A few years ago I was at a CLO conference where the keynote speaker asked a question that I still think about now: “Is the 45-minute course you created a good use of 45 minutes of the learner’s life? Because those are 45 minutes of time that the individual does not get back.”

Anyone else feel a need to pause and consider if any courses they created might not be an optimal use of someone’s life minutes? I did.

I asked myself, “How do we truly add value to learners through the experiences we create?” When I reflected on the question, I could easily identify three challenges that inhibit the ability to create value:

  1. Too often, learners’ perspectives are absent from the design process. Customers tell us learners are too busy to participate. Or that the “subject matter expert” can represent the learner. Or that they themselves know what learners need. When we acquiescence on this, we are doomed.
  2. Business leaders focus on events and courses. They laser in on the event aspect of learning rather than thinking through an entire experience that *might* include a course. They under-estimated what it takes to get someone to change their behavior.
  3. The problem to be solved is poorly defined or solving the problem doesn’t seem to matter since no one wants to measure whether it gets solved. We either get asked to create solutions for which no fully defined problem exists, or we don’t have any measures to assess against to see if our solution solved anything.

Identifying challenges is easier than solving them. However, I’ve turned to design thinking tools and processes as one avenue that’s helped with the three listed above. Contrary to its description, design thinking is a problem-solving methodology; not a design methodology. Its steps help teams craft human-centered solutions to problems that often start out as poorly defined ones. It starts with empathy rather than problem definition. Its premise is that the people who experience the problem—and will be recipients of any solution that gets created—need to be involved throughout the process. The perspective of people affected by the problem can help define it. Its highly iterative process includes the five steps shown in Figure 1.

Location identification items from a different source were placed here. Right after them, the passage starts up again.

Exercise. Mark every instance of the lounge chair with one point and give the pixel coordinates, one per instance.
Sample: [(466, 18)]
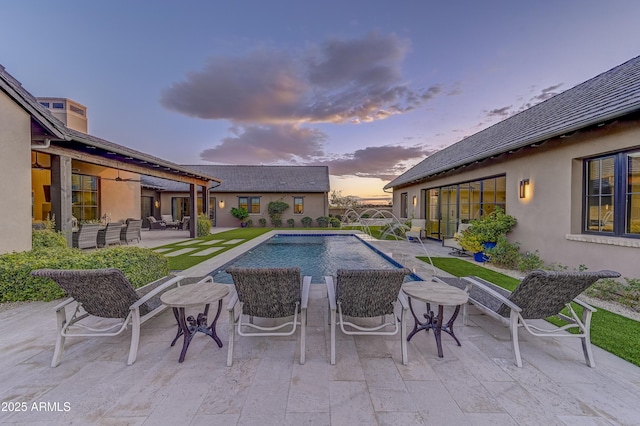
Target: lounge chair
[(418, 229), (156, 224), (86, 236), (541, 294), (110, 234), (104, 293), (367, 294), (168, 221), (131, 231), (268, 293), (454, 244)]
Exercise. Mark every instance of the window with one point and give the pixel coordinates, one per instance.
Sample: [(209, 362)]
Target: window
[(84, 197), (252, 204), (404, 205), (612, 195)]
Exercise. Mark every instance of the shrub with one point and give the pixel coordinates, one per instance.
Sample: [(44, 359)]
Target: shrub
[(323, 221), (203, 225), (530, 261), (505, 254), (139, 265)]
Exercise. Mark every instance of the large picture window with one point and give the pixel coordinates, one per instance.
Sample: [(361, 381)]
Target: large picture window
[(252, 204), (84, 197), (612, 195)]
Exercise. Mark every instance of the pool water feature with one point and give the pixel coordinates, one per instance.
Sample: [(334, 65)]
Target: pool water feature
[(316, 255)]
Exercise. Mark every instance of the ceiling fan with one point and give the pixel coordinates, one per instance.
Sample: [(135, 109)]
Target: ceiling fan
[(119, 179)]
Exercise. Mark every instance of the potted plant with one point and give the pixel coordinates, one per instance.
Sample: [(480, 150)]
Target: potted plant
[(240, 213)]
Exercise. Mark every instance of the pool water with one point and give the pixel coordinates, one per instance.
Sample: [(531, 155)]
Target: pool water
[(315, 255)]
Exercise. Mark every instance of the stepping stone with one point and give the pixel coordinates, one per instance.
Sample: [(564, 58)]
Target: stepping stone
[(186, 243), (206, 252), (233, 241), (181, 251), (210, 242)]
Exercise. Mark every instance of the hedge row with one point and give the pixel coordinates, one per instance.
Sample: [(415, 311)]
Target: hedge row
[(139, 265)]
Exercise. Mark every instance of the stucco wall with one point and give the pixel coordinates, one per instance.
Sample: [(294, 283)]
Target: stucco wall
[(15, 166), (549, 219)]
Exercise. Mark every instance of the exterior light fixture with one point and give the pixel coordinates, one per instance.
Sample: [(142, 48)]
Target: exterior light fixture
[(524, 183)]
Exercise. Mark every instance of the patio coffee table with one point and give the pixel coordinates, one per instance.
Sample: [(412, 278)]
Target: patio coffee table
[(441, 295), (204, 292)]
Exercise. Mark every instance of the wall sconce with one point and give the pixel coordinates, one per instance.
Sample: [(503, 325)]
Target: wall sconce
[(524, 184)]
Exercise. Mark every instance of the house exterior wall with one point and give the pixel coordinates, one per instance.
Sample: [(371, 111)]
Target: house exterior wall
[(120, 200), (15, 192), (550, 218)]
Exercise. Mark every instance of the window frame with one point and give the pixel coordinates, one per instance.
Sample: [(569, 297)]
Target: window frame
[(620, 195)]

Figure 1: The five iterative steps of the design thinking process

Along with book co-author and practitioner Laura Fletcher, I’ve extrapolated four principles from design thinking that can significantly increase your likelihood of crafting learning experiences that learners value and businesses see operational results from.

Principle 1: Recognize learning as a journey. Plan for the journey instead of an event.

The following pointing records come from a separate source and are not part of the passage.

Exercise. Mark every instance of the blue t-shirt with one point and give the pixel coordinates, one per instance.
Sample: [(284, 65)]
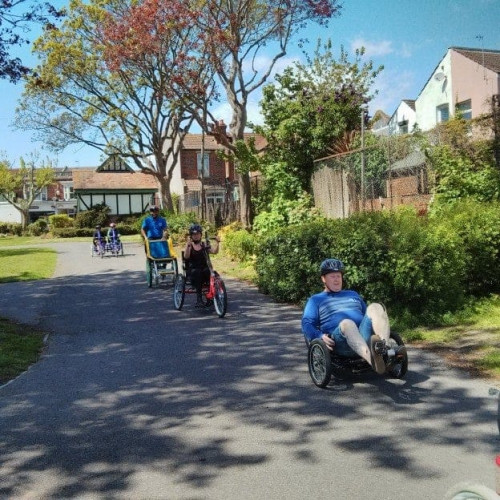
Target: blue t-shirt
[(154, 227), (324, 311)]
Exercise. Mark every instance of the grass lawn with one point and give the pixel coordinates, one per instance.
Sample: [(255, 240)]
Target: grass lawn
[(20, 347), (26, 264)]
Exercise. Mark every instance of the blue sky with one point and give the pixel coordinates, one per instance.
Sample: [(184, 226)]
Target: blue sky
[(408, 37)]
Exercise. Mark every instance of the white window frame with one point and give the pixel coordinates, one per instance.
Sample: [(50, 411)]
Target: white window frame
[(205, 171), (439, 113), (465, 109)]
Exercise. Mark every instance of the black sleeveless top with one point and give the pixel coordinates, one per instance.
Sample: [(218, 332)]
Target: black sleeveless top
[(197, 259)]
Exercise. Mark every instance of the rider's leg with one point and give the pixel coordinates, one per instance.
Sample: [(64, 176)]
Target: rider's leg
[(356, 342), (359, 345), (380, 320)]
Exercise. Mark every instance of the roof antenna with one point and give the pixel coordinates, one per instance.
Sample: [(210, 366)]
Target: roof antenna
[(480, 37)]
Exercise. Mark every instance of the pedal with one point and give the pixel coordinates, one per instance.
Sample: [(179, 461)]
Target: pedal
[(379, 347)]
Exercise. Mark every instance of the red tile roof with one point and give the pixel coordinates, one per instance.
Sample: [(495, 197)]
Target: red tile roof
[(85, 179), (193, 141)]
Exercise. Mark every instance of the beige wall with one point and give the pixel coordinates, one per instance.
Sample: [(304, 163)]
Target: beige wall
[(472, 81)]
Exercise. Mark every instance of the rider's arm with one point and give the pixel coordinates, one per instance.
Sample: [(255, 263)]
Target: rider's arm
[(187, 250), (311, 326)]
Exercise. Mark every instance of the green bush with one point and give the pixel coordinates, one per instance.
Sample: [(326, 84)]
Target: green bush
[(38, 227), (61, 220), (390, 257), (13, 228), (477, 227), (240, 245)]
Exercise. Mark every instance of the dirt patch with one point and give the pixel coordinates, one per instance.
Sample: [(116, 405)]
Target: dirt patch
[(467, 351)]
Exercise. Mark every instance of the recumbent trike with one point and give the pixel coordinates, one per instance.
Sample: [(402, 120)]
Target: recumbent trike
[(213, 292)]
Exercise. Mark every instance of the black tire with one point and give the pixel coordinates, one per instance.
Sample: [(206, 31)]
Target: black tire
[(220, 297), (179, 291), (398, 369), (149, 273), (175, 270), (320, 363)]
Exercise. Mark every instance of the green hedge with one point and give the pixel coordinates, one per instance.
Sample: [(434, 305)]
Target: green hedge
[(390, 257)]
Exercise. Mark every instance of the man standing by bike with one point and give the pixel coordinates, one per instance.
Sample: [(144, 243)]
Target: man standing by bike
[(154, 226)]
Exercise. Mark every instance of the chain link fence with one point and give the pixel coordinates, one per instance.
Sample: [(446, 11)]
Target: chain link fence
[(374, 178)]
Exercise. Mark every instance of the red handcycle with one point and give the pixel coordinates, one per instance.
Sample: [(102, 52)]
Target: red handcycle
[(213, 293)]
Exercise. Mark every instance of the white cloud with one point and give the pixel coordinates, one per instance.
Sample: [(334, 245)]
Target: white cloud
[(373, 48), (392, 88), (381, 48)]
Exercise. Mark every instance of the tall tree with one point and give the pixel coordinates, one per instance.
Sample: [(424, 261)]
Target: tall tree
[(16, 18), (313, 107), (241, 41), (93, 88), (21, 186)]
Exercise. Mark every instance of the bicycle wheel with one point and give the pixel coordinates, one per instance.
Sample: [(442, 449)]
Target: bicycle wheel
[(149, 273), (220, 297), (179, 291), (470, 491), (320, 363)]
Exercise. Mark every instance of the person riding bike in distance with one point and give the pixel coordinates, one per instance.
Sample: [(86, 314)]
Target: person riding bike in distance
[(194, 254), (113, 234), (98, 238), (344, 322)]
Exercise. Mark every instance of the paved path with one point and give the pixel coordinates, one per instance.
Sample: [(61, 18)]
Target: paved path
[(133, 399)]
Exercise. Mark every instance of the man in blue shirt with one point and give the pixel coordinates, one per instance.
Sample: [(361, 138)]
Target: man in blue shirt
[(342, 319), (154, 226)]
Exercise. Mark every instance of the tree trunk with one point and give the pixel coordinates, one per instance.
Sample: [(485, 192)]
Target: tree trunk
[(246, 212), (165, 194)]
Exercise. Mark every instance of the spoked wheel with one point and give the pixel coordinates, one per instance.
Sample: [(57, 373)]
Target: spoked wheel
[(149, 273), (179, 291), (320, 363), (220, 297), (399, 366)]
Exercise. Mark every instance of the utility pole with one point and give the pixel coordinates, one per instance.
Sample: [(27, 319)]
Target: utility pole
[(363, 112)]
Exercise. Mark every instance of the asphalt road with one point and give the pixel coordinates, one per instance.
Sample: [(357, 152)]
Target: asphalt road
[(135, 400)]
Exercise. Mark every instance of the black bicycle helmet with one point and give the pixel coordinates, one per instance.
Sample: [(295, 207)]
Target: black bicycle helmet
[(195, 228), (331, 266)]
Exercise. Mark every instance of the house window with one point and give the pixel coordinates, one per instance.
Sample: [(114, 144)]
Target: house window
[(443, 113), (42, 195), (464, 109), (68, 193), (203, 170), (213, 197)]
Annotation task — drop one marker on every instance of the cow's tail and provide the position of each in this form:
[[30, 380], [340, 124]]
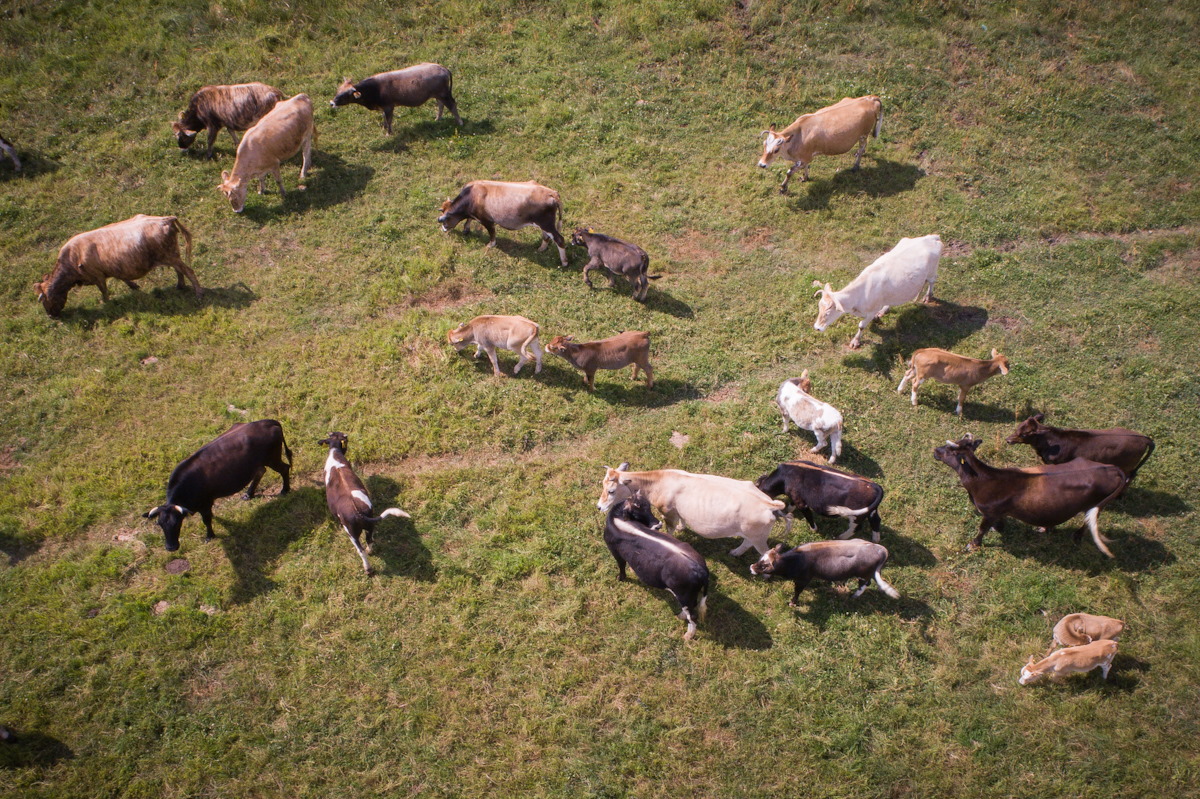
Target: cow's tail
[[187, 235]]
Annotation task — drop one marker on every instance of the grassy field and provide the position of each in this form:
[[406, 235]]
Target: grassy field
[[1054, 146]]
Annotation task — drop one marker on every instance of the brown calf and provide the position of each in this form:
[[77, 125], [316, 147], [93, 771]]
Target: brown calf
[[615, 353]]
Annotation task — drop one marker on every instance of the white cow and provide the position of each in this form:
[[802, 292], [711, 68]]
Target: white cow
[[895, 277], [708, 505], [809, 413]]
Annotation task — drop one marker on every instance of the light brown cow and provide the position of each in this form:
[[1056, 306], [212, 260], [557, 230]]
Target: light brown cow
[[1072, 660], [125, 251], [492, 332], [943, 366], [613, 353], [832, 130], [285, 131]]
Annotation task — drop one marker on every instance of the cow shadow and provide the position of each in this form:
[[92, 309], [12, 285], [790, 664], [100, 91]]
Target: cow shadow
[[396, 540], [33, 749], [885, 179], [916, 325], [255, 545], [331, 181], [161, 301]]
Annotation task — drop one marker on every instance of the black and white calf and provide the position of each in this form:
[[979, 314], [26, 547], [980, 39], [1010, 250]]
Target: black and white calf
[[347, 498], [833, 560], [831, 492], [659, 560]]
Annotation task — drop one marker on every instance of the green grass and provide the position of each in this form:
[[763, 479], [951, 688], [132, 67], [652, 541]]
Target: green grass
[[1053, 146]]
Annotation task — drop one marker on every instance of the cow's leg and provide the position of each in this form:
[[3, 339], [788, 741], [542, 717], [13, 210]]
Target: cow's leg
[[858, 156], [253, 482]]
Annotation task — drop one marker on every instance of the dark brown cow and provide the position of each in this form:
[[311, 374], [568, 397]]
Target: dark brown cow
[[509, 205], [1125, 449], [411, 86], [235, 108], [613, 353], [1044, 496], [125, 251]]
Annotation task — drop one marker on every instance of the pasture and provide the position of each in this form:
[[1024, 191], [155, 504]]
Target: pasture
[[1053, 145]]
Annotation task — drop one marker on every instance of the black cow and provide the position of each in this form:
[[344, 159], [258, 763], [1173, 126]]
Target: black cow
[[618, 258], [659, 560], [411, 86], [833, 560], [827, 491], [347, 497], [221, 468], [1125, 449]]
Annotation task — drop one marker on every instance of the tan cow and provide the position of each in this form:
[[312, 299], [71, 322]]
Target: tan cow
[[708, 505], [832, 130], [492, 332], [1072, 660], [124, 251], [943, 366], [285, 131]]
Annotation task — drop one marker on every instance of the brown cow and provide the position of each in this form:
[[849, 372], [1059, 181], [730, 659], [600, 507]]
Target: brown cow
[[125, 251], [613, 353], [235, 108], [509, 205], [832, 130], [285, 131]]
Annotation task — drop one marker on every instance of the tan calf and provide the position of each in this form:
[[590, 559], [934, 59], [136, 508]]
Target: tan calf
[[1072, 660], [832, 130], [613, 353], [492, 332], [955, 370], [285, 131]]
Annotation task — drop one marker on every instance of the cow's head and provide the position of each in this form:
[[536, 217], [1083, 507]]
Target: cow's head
[[346, 94], [772, 144], [958, 454], [768, 562], [829, 310], [615, 487], [460, 336], [234, 188], [184, 137], [1027, 428], [171, 520], [335, 440]]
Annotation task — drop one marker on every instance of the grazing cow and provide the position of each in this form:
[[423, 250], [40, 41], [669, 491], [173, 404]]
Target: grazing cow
[[707, 504], [347, 498], [1072, 660], [833, 560], [285, 131], [10, 152], [1078, 629], [124, 251], [808, 413], [1043, 497], [829, 492], [234, 108], [492, 332], [659, 560], [222, 467], [895, 277], [613, 353], [1125, 449], [618, 258], [509, 205], [954, 370], [411, 86], [832, 130]]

Learning is an experience that begins with a person noticing a need to learn something or being curious to learn. It ends when the person can consistently integrate the learning into their actions. Events by themselves (aka courses) don’t enable this integration. Figure 2 summarizes the journey I describe to clients when we initiate a project whose intent is to help people think and behave differently. Clients always want to focus on Step 3. I highlight all the steps and emphasize the ones most needed—repetition, elaboration, and reflection—and explain consequences of omitting them. (No learning.)

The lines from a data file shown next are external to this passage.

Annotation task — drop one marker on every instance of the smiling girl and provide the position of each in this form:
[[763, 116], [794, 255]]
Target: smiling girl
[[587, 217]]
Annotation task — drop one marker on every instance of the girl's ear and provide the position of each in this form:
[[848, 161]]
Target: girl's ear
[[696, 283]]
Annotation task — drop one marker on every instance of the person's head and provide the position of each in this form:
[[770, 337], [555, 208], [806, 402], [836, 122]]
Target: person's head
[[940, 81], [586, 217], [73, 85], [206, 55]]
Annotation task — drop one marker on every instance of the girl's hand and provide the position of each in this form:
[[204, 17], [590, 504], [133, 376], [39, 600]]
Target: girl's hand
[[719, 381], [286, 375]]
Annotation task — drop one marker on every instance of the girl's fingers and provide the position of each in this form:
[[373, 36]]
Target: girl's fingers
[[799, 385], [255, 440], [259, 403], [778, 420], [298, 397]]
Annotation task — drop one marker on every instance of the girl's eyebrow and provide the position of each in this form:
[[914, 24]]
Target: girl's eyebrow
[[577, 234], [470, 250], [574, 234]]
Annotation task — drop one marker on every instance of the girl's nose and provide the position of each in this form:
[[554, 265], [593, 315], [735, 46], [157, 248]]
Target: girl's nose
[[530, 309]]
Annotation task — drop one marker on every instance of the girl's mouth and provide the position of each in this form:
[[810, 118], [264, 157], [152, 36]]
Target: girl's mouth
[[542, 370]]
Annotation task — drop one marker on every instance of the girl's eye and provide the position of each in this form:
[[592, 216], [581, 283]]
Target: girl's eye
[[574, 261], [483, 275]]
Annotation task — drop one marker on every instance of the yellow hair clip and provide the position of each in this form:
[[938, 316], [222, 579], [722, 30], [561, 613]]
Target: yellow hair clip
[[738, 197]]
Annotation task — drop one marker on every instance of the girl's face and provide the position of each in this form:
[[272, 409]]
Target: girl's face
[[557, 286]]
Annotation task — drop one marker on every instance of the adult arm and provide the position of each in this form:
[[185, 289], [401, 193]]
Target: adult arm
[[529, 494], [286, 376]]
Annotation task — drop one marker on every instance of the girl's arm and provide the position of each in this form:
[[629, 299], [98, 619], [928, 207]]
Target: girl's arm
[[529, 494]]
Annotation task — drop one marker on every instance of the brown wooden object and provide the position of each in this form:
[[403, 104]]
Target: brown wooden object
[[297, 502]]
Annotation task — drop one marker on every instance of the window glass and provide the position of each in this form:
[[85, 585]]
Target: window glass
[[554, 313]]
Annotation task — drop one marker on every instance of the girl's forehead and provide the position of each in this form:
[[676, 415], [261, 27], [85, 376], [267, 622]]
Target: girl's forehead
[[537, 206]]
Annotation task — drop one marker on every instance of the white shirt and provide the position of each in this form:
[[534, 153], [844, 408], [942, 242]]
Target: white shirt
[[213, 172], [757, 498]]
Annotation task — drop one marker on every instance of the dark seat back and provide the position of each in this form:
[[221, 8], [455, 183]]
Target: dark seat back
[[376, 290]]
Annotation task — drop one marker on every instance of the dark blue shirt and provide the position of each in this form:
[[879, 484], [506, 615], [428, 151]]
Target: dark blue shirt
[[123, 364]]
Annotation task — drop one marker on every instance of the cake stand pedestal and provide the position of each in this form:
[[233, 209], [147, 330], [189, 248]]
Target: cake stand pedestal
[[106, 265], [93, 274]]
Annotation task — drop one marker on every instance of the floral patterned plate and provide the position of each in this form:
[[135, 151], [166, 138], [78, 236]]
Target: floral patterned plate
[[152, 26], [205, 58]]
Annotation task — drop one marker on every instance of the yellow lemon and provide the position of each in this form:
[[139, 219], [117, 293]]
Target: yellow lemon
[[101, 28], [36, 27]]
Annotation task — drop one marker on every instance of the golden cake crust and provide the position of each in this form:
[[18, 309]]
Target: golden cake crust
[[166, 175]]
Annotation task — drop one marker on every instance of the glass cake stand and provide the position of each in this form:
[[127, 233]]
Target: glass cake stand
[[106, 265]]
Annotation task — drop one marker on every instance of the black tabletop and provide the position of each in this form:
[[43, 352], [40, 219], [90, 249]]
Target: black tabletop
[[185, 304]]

Figure 2: This is the journey learners undergo as they “learn” how to do something

The map defines the “macro” learner journey. Your job is to design experiences to support each step of this journey. Your goal is to create “magical moments” that propel a learner forward and to avoid “miserable moments” that cause learners to exist (worst case) or stay on the journey under duress (best case).

Principle 2: Get perspective

Gather insight and perspective using three lenses: the business, the learner, and the environment. Probe stakeholders within the business to clarify the business challenges they want to resolve and how they will measure success. Probe members of the learner population to understand what life is really like in their workspace and to document daily realities and ways of doing things. Probe members from both groups to get perspective on the real and perceived constraints of the environment. Your goal is perspective-gathering is Principle 3.

After you’ve gained initial perspective, pull your learner in to ideation of possible solutions—and testing of early prototypes. You’ll save time. You’ll increase value. If this sounds like it links to “audience analysis” from ID models, it does. Using design thinking tools such as empathy mapping, experience mapping, and performance canvases provide a better means of achieving the original goals of audience analysis.

From the learner standpoint, one simple tool you can use is an empathy map like the one shown in Figure 3. For example, if you need to design a product training program for sales reps, you might invite a few reps to talk to you. You can ask, “When you sell a new product, what are you seeing and hearing from customers and colleagues? What are you thinking and feeling as you attempt to sell? What do you do as part of the process? What are the big pain points for you? What motivates you? »

Figure 3: A blank empathy map

Principle 3: Find and mind the “sweet spot”

The 5-step process of design thinking, applied to L&D, needs to be rooted in finding a sweet spot between learner, business, and environment. (See Figure 4.) In human-centered design, designers always look for that sweet spot that addresses the intersection between the needs of the business, the desires of the user, and the constraints of the environment. Specifically we need to distill 1) what the learner finds valuable, easy to use, and engaging to participate in; 2) what the business needs in terms of results and outcomes, and 3) environmental and technical constraints that everything needs to happen within. In traditional ID models we often lose sight of the sweet spot and tilt too strongly in one direction.

Figure 4: In design thinking—and in learning experience design—your goal is to find the sweet spot between learners’ wants, business needs, and environment constraints

Principle 4: Prototype before you refine

99.9 percent of the time your first solution is not the best one. Prototype before you fully build out. Do NOT build out the entire solution and then test it at “pilot.” That’s a recipe to use if you want to spend a lot of money to find out your solution doesn’t work or needs heavy rework. Instead, borrow from the world of software development, game development, and other product development teams and build simple prototypes that you can test with a small group of learners. This approach lets you tweak and refine before you bet the farm on your solution.

So, back to that question at the start of this article: “Are the experiences you create a valuable use of minutes of learners’ lives?” How might you apply the four principles extrapolated from design thinking to create learning experiences that learners truly value AND that deliver results for the business?